He didn't look particularly happy to me.  On part of that video he doesn't seem too keen to go outside but the door pushes him out.  I think the vet who carried out the op to amputate the second leg was wrong, and should have listened to his 4 colleagues who were against it.


----------



## SmartieBean09 (10 February 2013)

Completely wrong and selfish of the owner.  More money than sense!


----------



## Twinkley Lights (10 February 2013)

Well .... when I was young my friend and in Girl Guides were doing our being kind to animals badge ( it's been 30 odd years so name escapes me) we answered a few questions about animal care and the vet brought in a few animals for us to name and outline care requirements ... good so far huh?

Well the he brought a tabby cat into the exam room, his own cat. It was large and sleek and masterful as only a confident cat can be.  The vet asked what stands out to you about my cat?  I was first and I really scrutinised his eyes tail and coat and I said "he is in really good condition and has obviously been well fed and wormed", then my friend we will call her Morag the minx went second and said "he has two legs"  ..... yes Morag the minx I'm sure you went on to have a successful life based upon your excellent observational skills... and I'm just me.

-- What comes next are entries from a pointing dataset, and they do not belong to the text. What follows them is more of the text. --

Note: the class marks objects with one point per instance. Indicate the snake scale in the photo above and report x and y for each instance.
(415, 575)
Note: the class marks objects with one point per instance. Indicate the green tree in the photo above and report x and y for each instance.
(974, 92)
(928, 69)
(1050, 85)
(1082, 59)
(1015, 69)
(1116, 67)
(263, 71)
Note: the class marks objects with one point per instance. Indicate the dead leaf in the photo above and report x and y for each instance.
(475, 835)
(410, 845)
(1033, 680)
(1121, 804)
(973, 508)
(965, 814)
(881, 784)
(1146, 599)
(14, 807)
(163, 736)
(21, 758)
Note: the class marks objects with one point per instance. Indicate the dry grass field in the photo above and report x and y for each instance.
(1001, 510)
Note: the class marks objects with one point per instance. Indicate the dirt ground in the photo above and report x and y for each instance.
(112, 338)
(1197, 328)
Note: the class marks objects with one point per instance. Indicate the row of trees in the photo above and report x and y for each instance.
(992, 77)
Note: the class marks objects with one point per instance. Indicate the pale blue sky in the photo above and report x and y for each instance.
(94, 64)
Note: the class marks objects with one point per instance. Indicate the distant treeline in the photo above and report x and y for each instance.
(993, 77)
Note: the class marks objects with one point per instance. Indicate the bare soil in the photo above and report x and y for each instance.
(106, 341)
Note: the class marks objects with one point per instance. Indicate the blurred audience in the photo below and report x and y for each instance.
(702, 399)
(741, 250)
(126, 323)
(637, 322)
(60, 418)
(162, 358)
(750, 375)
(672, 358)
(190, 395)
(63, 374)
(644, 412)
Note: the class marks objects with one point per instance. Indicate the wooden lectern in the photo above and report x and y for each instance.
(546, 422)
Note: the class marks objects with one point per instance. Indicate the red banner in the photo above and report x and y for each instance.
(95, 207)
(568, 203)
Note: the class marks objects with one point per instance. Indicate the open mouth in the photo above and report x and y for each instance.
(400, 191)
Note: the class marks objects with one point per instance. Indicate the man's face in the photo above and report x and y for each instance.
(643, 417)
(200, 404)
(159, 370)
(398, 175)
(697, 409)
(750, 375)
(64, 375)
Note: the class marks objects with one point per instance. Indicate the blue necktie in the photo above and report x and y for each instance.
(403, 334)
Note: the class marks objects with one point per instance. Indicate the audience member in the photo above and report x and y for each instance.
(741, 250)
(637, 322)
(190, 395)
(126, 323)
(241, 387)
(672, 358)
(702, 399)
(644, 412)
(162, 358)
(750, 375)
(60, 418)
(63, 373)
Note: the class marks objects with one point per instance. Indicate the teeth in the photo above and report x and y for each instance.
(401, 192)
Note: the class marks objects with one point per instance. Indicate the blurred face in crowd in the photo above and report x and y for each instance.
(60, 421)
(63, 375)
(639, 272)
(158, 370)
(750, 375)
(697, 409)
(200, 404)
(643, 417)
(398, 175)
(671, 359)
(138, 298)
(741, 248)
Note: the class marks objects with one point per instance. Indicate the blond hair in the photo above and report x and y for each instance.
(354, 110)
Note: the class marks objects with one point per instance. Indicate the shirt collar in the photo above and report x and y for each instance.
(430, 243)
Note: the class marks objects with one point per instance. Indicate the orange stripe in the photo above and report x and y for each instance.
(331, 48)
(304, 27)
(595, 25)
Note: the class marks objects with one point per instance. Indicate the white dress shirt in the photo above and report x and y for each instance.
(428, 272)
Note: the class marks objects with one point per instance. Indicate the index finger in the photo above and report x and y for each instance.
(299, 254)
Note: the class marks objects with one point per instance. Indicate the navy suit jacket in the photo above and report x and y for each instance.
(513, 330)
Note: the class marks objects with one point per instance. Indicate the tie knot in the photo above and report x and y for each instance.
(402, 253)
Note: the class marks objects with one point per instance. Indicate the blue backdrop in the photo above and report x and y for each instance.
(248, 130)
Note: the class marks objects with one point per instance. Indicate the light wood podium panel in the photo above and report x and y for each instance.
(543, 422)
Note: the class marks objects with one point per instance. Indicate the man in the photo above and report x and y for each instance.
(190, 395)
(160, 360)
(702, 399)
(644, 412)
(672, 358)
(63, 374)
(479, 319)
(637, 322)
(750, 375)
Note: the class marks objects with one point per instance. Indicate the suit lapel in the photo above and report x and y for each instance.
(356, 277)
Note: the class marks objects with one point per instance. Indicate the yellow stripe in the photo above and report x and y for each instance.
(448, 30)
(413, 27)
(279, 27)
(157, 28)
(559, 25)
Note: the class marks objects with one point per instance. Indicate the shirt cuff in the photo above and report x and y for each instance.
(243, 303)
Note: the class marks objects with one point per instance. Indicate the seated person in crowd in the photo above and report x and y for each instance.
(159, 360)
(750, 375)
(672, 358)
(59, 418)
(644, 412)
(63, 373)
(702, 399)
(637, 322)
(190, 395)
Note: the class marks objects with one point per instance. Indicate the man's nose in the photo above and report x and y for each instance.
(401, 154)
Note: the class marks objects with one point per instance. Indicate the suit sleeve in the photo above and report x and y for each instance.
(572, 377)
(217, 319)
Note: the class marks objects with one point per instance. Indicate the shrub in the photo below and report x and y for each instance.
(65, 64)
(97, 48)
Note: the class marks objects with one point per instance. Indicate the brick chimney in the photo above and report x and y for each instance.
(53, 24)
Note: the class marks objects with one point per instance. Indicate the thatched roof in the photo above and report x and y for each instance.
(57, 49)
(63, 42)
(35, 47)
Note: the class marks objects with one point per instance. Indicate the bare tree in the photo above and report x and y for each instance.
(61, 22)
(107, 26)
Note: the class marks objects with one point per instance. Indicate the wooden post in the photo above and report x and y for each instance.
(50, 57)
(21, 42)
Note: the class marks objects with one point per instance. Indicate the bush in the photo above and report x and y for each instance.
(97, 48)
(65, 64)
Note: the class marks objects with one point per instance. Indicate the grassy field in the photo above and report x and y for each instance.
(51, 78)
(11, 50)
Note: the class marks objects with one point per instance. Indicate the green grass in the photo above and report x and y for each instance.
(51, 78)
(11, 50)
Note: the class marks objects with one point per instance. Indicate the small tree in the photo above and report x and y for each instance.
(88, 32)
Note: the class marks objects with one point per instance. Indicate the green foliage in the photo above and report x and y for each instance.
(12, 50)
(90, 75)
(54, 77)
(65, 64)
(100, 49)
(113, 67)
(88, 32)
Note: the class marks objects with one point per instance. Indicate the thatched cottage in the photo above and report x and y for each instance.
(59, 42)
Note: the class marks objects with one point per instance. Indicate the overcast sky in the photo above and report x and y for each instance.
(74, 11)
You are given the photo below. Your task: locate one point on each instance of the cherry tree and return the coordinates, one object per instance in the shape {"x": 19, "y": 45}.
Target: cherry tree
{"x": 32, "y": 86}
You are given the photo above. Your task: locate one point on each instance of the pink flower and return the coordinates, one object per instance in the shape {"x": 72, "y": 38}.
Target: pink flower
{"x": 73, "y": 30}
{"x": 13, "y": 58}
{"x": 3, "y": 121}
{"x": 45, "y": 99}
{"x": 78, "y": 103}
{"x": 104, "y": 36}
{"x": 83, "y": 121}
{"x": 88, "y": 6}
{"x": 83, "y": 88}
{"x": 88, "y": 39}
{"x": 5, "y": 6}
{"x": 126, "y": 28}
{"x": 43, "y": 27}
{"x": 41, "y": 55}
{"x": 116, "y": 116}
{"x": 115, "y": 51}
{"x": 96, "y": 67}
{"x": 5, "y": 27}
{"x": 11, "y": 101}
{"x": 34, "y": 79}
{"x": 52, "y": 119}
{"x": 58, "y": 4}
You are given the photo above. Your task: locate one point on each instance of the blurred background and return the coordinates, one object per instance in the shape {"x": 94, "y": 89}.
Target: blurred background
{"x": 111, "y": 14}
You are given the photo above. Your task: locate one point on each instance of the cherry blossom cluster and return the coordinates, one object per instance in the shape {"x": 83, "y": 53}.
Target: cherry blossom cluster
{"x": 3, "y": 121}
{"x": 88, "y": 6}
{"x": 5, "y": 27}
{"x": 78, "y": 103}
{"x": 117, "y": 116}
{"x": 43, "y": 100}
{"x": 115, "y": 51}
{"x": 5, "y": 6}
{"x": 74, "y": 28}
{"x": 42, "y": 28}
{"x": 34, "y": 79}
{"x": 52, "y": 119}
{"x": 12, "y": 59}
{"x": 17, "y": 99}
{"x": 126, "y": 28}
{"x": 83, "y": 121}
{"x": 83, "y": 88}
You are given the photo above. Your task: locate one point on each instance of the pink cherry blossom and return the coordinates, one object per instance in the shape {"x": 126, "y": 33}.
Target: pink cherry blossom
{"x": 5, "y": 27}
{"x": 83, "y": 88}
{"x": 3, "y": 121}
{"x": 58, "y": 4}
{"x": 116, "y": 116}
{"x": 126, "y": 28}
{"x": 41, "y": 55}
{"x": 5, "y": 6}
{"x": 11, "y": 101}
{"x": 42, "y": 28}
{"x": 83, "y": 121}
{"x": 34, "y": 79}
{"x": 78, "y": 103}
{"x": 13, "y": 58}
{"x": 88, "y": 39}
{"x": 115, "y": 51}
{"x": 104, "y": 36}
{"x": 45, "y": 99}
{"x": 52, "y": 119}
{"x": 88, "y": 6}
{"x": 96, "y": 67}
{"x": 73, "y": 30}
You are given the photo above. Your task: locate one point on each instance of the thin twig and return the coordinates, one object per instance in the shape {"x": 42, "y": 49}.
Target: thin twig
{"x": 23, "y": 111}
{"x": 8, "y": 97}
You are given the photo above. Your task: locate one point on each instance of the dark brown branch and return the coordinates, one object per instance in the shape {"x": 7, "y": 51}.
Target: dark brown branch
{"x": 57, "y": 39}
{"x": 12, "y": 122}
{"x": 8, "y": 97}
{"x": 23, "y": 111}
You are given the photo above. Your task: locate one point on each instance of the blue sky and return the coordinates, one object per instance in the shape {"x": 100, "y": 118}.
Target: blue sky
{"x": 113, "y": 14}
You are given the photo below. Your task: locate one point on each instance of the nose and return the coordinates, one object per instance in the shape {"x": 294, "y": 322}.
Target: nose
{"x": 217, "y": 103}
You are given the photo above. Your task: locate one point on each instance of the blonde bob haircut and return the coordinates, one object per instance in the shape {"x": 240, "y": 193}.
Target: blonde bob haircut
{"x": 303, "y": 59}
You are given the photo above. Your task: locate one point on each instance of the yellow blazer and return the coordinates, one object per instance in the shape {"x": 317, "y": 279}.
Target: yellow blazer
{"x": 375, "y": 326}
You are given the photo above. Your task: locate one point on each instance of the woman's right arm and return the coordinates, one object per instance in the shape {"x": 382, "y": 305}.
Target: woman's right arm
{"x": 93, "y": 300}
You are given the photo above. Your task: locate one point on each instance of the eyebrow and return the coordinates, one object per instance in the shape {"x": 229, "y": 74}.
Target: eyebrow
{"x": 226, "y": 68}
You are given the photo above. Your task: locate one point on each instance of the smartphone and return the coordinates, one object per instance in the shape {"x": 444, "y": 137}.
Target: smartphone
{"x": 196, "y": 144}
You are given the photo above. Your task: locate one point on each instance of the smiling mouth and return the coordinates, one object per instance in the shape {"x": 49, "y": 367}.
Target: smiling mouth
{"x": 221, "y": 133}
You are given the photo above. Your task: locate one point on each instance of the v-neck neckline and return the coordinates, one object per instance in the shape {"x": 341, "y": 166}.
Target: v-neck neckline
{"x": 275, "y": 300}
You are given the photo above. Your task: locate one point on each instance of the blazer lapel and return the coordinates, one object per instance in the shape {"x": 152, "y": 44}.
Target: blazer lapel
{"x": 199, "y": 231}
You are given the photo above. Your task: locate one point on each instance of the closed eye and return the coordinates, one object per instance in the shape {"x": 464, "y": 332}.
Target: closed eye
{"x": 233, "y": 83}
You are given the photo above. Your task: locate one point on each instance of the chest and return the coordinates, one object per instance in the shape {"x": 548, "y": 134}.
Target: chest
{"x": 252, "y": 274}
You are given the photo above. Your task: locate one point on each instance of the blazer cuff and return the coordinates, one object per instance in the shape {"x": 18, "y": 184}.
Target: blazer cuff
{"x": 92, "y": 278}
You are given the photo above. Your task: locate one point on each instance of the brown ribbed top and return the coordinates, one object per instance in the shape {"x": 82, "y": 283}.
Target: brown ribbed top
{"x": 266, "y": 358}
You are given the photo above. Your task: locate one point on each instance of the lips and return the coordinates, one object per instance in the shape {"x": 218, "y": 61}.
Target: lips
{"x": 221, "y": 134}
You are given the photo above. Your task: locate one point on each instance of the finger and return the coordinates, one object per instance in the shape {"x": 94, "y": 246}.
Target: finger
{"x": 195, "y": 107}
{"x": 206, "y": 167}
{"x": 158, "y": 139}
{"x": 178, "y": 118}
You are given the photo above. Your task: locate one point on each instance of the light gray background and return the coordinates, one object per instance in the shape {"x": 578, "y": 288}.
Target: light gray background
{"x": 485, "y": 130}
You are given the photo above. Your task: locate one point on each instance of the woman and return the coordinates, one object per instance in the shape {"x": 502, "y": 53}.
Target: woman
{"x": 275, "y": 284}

I haven't watched the vid as I can't bear it for the cat as the adjustment must be horiffic, but just to balance some of the fears I can honestly say the cat I met looked wonderful and totally cat like in movement and in control.

PS: we both got a badge .. kind vet


----------



## dolly-daydream (10 February 2013)

Good old insurance policys, if she had had to pay, nearly £7000 for the two operations, I think she would of thought twice


----------



## Beausmate (12 February 2013)

Why would someone be so selfish as to put a cat through that?  Especially an old cat.  Not fair.


----------